Я полагала, что на этом он отстанет, но после окончания приема щеголь-ученый нагнал меня возле моей юрты.

– Простите! – крикнул он издали.

Я тяжело вздохнула и замерла, слушая, как приближаются шаги за спиной.

– Прошу прощения, нас не представили друг другу. Я Алексей.

Пришлось обернуться и столкнуться с пристальным цепким взглядом зеленых глаз щеголя.

– Мийова, – ответила я с еле заметной улыбкой, – но вы это уже слышали.

– Если не ошибаюсь, это же какой-то буддийский святой? – удивился он.

– Странный вы этнограф.
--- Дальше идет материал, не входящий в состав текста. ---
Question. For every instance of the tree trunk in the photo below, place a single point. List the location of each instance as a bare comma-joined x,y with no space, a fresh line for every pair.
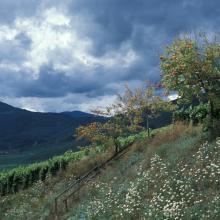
116,146
148,129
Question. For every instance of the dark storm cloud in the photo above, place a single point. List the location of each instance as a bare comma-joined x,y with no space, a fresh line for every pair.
142,26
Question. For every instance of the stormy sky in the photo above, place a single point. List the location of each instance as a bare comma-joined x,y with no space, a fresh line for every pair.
59,55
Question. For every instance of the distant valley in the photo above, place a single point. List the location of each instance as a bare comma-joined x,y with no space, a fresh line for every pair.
26,137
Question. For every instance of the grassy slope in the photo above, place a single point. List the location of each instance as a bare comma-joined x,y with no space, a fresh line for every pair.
180,182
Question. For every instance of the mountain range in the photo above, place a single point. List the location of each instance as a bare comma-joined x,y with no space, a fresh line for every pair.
21,129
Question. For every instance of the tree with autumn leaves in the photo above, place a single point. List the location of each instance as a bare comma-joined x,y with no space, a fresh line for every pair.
129,114
192,68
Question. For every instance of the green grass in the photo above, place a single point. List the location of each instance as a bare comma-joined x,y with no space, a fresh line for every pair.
171,176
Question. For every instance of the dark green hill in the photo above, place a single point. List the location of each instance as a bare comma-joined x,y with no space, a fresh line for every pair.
21,129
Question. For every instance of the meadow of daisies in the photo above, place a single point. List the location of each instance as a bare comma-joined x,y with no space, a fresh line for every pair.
178,179
174,175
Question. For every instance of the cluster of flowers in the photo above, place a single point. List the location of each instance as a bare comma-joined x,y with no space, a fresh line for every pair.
188,190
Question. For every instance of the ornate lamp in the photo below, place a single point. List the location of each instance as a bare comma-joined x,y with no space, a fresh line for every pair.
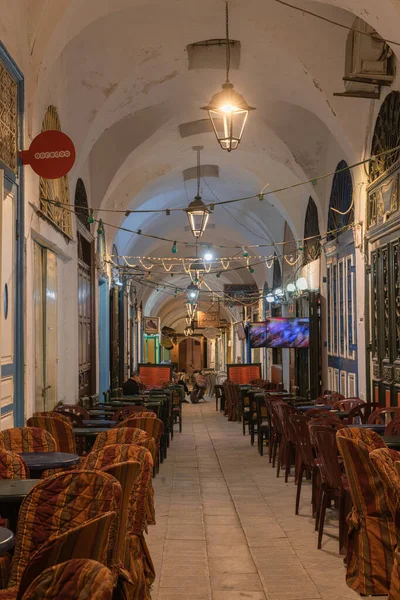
193,292
228,110
197,212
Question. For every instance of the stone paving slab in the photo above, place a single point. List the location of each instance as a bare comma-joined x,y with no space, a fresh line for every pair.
226,528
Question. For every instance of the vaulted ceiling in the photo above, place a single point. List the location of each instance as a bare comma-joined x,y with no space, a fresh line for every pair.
119,75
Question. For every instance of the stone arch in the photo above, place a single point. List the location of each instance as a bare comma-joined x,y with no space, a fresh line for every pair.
341,200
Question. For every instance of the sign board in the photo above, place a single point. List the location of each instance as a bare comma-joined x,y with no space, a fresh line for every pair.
243,374
155,375
51,154
240,294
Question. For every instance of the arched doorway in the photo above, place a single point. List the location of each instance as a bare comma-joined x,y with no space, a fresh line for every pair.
191,354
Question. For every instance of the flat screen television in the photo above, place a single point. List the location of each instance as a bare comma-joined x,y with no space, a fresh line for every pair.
280,333
241,333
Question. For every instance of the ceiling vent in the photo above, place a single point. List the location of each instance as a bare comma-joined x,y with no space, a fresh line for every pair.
211,54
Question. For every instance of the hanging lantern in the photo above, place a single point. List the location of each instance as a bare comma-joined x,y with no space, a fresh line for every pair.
197,211
193,292
198,215
228,110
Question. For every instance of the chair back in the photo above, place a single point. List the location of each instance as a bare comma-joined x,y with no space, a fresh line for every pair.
120,435
94,539
384,415
303,440
384,461
77,579
57,504
347,404
127,411
12,466
326,447
61,431
393,427
361,412
27,439
153,427
142,500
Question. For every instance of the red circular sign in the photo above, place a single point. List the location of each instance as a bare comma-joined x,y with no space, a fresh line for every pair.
51,154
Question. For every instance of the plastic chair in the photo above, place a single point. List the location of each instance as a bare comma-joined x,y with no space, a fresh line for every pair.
333,485
77,579
384,415
393,427
372,532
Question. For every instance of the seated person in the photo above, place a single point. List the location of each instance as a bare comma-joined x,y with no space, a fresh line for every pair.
133,385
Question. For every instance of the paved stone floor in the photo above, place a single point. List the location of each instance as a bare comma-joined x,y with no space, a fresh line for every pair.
226,528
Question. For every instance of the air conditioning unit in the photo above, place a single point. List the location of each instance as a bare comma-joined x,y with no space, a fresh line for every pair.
369,62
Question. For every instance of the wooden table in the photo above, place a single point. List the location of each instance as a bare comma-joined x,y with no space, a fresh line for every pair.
12,492
42,461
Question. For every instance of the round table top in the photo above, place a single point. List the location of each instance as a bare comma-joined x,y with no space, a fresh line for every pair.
6,539
89,431
392,441
41,461
15,490
377,427
98,423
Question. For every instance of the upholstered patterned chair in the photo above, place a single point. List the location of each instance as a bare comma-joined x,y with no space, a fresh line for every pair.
61,431
371,536
95,539
55,505
120,435
78,579
153,427
137,559
27,439
384,461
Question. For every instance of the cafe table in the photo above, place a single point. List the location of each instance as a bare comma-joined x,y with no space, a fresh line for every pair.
98,423
38,462
6,540
392,442
12,492
377,427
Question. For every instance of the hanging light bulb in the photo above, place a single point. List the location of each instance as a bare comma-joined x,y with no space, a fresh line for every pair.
197,212
228,110
301,284
192,292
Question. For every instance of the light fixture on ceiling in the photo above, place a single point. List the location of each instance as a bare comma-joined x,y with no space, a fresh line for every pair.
228,110
197,211
192,292
301,284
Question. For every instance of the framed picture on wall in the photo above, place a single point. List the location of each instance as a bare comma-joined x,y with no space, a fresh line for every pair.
151,325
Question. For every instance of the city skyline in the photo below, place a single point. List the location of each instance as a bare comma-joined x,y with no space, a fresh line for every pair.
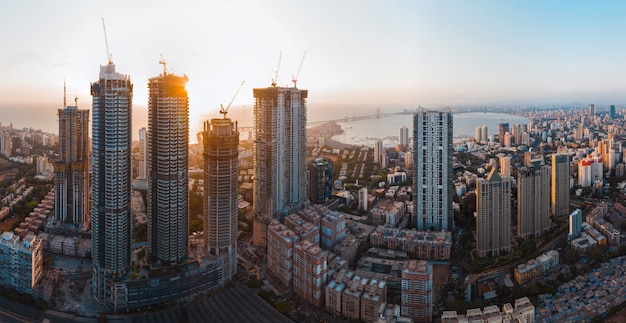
415,53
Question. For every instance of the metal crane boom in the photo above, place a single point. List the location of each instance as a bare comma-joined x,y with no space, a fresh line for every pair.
106,42
294,79
225,111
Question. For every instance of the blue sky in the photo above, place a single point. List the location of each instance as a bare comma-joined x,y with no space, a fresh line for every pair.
361,55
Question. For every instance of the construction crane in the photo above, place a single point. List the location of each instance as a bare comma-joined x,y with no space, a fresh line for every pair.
106,42
294,79
162,62
225,111
275,79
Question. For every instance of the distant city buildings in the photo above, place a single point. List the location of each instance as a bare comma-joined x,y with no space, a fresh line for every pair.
168,142
493,215
417,289
221,168
321,180
71,169
533,199
111,179
433,187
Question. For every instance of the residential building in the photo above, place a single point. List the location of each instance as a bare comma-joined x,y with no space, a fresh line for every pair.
417,291
310,265
533,200
71,169
221,142
280,155
168,144
432,180
143,151
559,190
111,222
333,229
493,215
21,262
321,180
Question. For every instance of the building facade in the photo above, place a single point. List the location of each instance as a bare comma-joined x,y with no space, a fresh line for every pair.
493,215
221,143
168,144
321,180
21,261
111,178
417,291
432,179
71,170
280,186
533,200
559,190
142,168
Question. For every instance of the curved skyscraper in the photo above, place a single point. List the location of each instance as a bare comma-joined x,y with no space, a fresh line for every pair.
221,143
111,177
168,142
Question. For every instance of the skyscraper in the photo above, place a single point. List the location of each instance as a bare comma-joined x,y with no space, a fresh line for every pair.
168,142
559,194
111,177
533,199
504,128
433,188
280,154
321,180
143,154
493,215
71,170
219,209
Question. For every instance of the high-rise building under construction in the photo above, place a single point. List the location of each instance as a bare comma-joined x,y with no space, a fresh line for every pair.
111,178
168,142
220,204
280,154
71,170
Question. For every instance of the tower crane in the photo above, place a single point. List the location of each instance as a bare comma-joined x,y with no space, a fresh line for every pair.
162,62
106,42
225,111
275,79
294,79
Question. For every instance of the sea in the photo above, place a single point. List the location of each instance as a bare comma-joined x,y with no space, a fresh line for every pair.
387,128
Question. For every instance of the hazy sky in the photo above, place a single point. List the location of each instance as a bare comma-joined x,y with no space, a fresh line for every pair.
360,54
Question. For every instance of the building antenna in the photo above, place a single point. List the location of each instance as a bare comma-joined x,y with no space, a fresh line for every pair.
106,42
275,79
64,94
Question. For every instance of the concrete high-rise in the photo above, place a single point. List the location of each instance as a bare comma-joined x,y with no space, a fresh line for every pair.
221,143
504,128
493,215
321,180
559,191
143,154
279,155
533,199
111,178
71,170
168,144
433,188
417,291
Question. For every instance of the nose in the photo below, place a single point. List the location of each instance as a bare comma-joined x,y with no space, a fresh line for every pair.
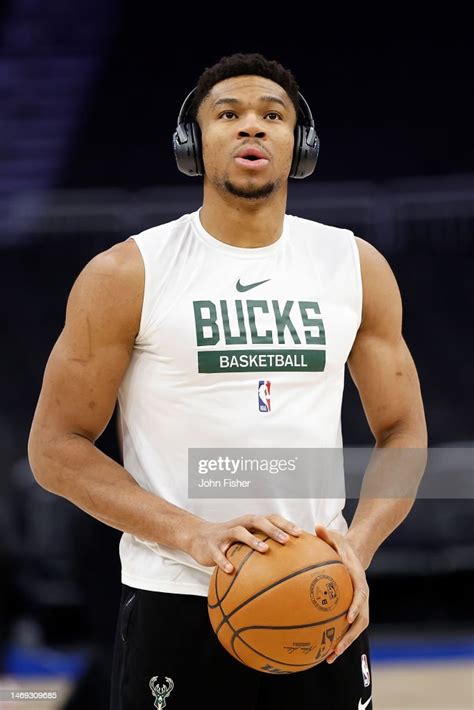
252,127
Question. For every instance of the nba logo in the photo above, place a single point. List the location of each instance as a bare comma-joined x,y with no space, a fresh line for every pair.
365,670
264,395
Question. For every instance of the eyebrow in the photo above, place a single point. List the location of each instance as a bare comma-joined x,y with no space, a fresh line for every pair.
263,99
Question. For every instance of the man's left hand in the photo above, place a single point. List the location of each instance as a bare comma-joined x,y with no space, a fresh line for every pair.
358,615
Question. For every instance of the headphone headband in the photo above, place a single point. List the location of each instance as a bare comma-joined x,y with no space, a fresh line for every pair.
188,151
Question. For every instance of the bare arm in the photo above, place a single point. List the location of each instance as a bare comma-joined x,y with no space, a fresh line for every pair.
79,391
385,375
78,396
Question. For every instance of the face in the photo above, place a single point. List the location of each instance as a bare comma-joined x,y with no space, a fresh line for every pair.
247,125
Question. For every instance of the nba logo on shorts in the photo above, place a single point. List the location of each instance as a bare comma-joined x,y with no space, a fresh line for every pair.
264,395
365,670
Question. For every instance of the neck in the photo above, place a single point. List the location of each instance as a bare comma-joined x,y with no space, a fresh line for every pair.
241,222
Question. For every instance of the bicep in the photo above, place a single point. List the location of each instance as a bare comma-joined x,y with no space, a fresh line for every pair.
380,362
88,361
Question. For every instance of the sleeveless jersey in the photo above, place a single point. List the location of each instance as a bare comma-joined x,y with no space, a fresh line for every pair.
237,347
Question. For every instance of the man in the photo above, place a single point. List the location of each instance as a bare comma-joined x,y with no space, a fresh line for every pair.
163,321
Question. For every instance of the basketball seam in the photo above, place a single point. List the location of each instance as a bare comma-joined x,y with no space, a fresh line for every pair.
274,660
274,584
221,599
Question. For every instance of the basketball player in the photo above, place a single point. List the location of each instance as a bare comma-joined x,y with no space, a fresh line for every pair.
183,324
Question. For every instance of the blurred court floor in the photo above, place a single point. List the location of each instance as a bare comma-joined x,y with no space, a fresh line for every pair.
396,686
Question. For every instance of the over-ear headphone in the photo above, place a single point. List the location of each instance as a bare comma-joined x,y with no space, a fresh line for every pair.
188,150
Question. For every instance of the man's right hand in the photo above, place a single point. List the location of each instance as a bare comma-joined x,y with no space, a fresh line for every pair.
210,541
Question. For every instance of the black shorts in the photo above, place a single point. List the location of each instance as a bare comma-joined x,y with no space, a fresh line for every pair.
169,638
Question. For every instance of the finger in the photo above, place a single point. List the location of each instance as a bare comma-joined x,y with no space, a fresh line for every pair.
243,535
360,598
284,524
222,562
354,631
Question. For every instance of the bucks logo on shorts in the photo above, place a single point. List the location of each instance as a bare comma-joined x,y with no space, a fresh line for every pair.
279,336
160,692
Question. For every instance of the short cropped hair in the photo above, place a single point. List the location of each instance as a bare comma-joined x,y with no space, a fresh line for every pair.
238,65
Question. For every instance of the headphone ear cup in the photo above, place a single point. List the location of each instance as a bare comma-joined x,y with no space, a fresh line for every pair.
187,149
296,152
306,151
197,146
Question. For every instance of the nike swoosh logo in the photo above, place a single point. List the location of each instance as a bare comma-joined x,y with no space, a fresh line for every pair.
240,287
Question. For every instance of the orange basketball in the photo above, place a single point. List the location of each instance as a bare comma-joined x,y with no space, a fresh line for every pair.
284,610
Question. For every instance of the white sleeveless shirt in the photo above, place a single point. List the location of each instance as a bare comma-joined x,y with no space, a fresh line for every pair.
237,347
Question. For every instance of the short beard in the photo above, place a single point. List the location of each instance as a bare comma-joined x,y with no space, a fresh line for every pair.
252,193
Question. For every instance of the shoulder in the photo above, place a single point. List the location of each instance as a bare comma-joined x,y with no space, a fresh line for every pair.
109,289
375,268
381,293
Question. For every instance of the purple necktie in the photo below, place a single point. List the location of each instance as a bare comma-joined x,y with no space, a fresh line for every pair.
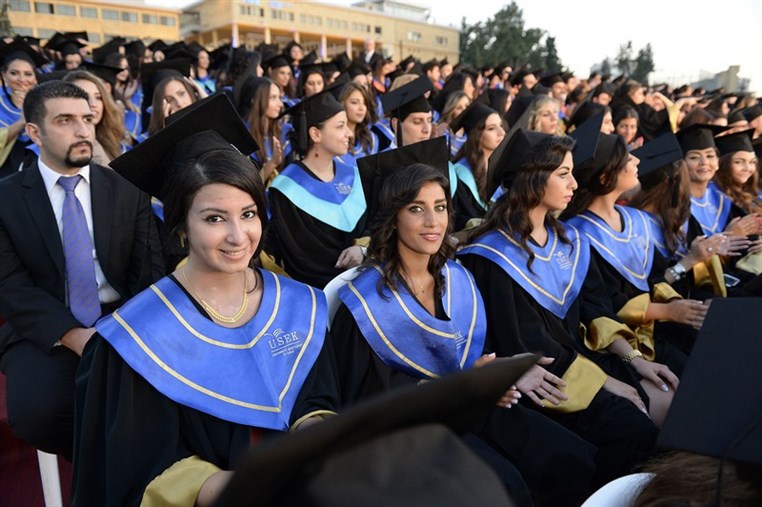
78,253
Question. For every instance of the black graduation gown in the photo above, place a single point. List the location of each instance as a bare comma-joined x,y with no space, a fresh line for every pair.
555,464
128,433
517,323
308,247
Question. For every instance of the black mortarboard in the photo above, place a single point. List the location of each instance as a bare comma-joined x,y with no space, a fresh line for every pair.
584,112
112,46
750,113
705,416
656,158
277,61
343,62
407,99
736,116
136,48
308,457
20,50
158,45
471,116
310,112
550,78
104,72
77,35
374,169
592,150
737,141
207,125
698,136
510,155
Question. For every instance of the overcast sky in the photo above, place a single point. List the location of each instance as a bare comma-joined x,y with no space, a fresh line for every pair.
688,36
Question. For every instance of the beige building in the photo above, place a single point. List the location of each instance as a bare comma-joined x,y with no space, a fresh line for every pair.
399,29
102,20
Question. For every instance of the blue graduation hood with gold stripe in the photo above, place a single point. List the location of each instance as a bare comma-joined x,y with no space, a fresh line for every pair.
249,375
407,337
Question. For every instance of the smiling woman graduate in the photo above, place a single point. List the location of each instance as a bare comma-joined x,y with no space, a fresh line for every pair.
179,383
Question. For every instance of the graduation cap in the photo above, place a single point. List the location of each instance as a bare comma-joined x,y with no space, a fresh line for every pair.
64,45
77,35
584,112
753,112
407,99
510,155
698,136
343,62
20,50
592,150
158,45
104,72
310,112
375,169
705,416
476,112
152,74
277,61
207,125
309,58
738,141
656,160
317,458
550,78
100,54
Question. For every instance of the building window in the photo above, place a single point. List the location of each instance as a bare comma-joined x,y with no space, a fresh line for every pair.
43,8
66,10
19,5
88,12
284,15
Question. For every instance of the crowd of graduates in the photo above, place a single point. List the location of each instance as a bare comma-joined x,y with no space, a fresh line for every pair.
453,216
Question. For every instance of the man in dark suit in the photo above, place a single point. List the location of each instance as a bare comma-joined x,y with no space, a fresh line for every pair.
76,240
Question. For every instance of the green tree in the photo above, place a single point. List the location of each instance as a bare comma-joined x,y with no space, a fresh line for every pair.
503,38
644,64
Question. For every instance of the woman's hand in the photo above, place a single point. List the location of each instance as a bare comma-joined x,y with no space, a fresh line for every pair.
745,226
539,384
657,373
512,395
350,257
687,311
626,391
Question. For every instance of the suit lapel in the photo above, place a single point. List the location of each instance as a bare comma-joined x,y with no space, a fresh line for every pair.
41,211
102,199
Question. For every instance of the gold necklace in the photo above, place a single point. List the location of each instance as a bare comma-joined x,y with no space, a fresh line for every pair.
214,313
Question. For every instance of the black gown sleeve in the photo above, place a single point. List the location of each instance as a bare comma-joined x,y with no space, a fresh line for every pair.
307,247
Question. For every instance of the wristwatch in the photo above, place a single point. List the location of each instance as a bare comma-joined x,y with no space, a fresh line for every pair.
632,355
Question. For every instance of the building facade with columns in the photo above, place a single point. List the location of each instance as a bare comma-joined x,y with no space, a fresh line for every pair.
399,29
103,20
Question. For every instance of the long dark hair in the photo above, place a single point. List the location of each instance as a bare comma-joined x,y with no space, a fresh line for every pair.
216,166
600,182
399,190
525,192
670,201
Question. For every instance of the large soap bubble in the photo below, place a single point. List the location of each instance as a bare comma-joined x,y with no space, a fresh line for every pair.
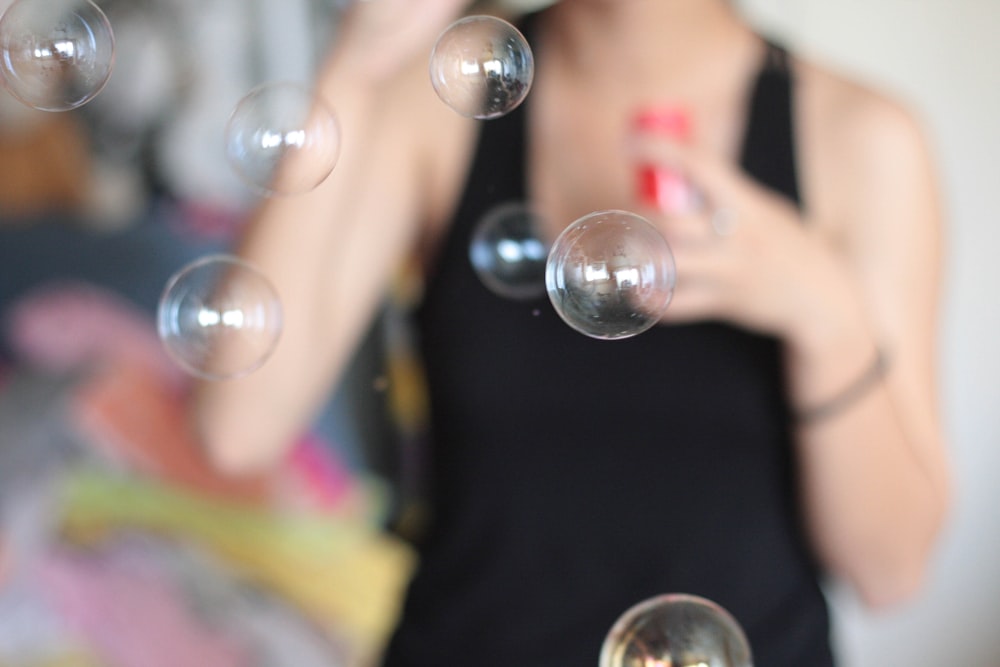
219,317
55,55
676,630
482,67
610,274
508,251
282,139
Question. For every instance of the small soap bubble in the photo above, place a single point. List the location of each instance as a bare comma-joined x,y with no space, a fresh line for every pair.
55,55
219,317
508,251
482,67
282,139
610,274
676,630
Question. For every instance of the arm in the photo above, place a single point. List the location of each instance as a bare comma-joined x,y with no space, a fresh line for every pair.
860,272
331,252
876,476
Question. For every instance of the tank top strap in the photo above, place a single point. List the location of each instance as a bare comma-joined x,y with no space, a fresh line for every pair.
769,153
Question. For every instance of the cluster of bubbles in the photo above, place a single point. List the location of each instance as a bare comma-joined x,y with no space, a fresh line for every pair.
676,630
608,275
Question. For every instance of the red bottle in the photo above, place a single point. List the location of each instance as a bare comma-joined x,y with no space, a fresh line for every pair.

Не знаете верования народа, который приехали изучать, – я подпустила в голос яда, но стрела пролетела мимо цели.

– О, помилуйте. Я администратор, организатор, авантюрист, в конце концов, но ни в коем случае не ученый. Этому рассеянному и увлеченному народу нужен кто-то, кто позаботится о том, чтобы им было что есть, и чтобы их светлые головы были в безопасности.

– Вы офицер?

– Потрясающая проницательность. Отставной капитан императорской гвардии.

– Не лишком ли вы молоды для того, чтобы уйти на пенсию? – усмехнулась я.

– Пенсией и ранней отставкой награжден по высочайшему повелению за подвиги и полученные ранения в ходе турецкой кампании, но эта тема слишком скучна для дам. Давайте лучше поговорим о вас. Я сгораю от любопытства. Юная прекрасная дева среди этих суровых воинов, да еще и в статусе святой. Как так вышло?

– У них нет святых. Бодхисатва скорее защитник и учитель, наставляющий остальных на путь просветления своим примером.

– Не слишком ли вы молоды для учителя? – передразнил он мою интонацию.

– Если бы вы хоть немного углубились в изучение буддизма, то знали бы, что его последователи исповедуют идею перерождения. А бодхисатвы, в отличие от обычных людей, помнят свои предыдущие жизни, так что возраст ничего не говорит о накопленной мудрости.

– Они исповедуют… а вы? – он тут же поймал меня на банальной оговорке.

– Это примерно моя сотая жизнь из тех, что я помню, – практически не соврала я.

– О! Потрясающе интересно! И кем вы были в предыдущей жизни?

– Я дружила с вашей императрицей, когда ей было около двадцати, – грустно ответила я. И снова это было истинной правдой.

– Вы удивительный человек! Так чему вы учите этих дикарей? – спросил он, сразу испортив о себе все впечатление.

– Я, как и вы, не учитель. Скорее из категории защитников. Слежу, чтобы мой народ не обидел никто, кто по своей глупости сочтет их дикарями, – сухо ответила я, отвернулась и ушла к себе в юрту.

***

Теперь, куда бы я не перемещалась по селению, меня везде сопровождала небольшая толпа. В основном это были слепые пожилые женщины с сопровождающими их детьми или невестками. Наверное, они надеялись, что мое прикосновение их исцелит, или что-то вроде того. Я сначала пыталась их отогнать, но потом смирилась с подобной свитой. Удивительно, кстати, как тут много было слепых среди женщин.

Этнографы разделились на две группы. Трое занялось интервьюированием жителей Ханаты – они ходили по юртам и изучали быт ойратов, а еще трое, вместе с руководителем укакали в соседние стойбища пересчитывать скот и людей, так что я на некоторое время вздохнула с облегчением. До их отъезда я всегда ловила на себе пристальный взгляд Алексея.